Since Leidos launched in September, Darryl Durrington thinks of it as the “newest, biggest start-up.”

The company is one of two corporate entities created when Science Applications International Corp. split in two. Now, Durrington, Leidos’s talent acquisition director for its health and engineering sector, is working to bring a new leader into the company who would serve as group chief financial and administrative officer for the engineering solutions team, which has 4,000 employees and pulls in $800 million annually.

Durrington spoke with Capital Business about the job. The conversation has been edited for length and clarity.

What will this person be doing on a day-to-day basis?

This is not part of the C-suite.
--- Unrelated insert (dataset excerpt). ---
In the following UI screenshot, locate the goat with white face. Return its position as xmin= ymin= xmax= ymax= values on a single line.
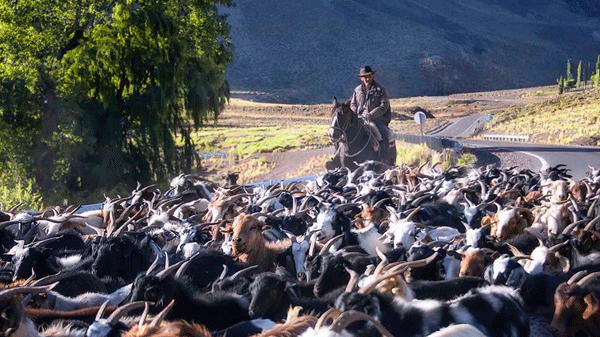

This is a senior role in the engineering solutions group, acting almost like a deputy to the group president. This individual will be responsible for setting the strategic direction, the tactical direction of the organization and working directly with the group president and the different leaders of the organization to make sure that we’re running things smoothly. I think with a financial officer, you often think of someone who’s a bean-counter type. This is not that. This is really more of an operational person.

Is this a new position? Does its creation have anything to do with the split from SAIC?

We have a fairly new group president, and this is a role that he felt was necessary to help him in terms of running the business. The role’s new, but it’s not new because of the split.

What qualifications are
you looking for?

This business operates within oil and gas, utilities and design-build areas. The key with this position is to come from that market, where you’re familiar with the engineering and construction business. This is not something where we’re looking for someone who has come from a traditional defense contractor world.

What kind of person would thrive in this position?

We’re a brand new company, and we need to make sure we are thinking outside the box. We have a long history of outstanding performance and excellence, but we need to take it to the next level. This is a different market. Most people, when they think of Leidos or former SAIC, never really think about the engineering and construction world. I think you mostly think of defense contracting and intelligence work. This is going to take an individual who can understand the business and can understand the legacy of what we’ve done in the past.

What’s the hardest part of this job?

Understanding the complexities of some of the deals that we structure. It is not only the architecture and engineering piece, it’s the construction piece, the environmental demands, and often, state and local government demands. So all these different facets have to be understood and have to be put into the project plan.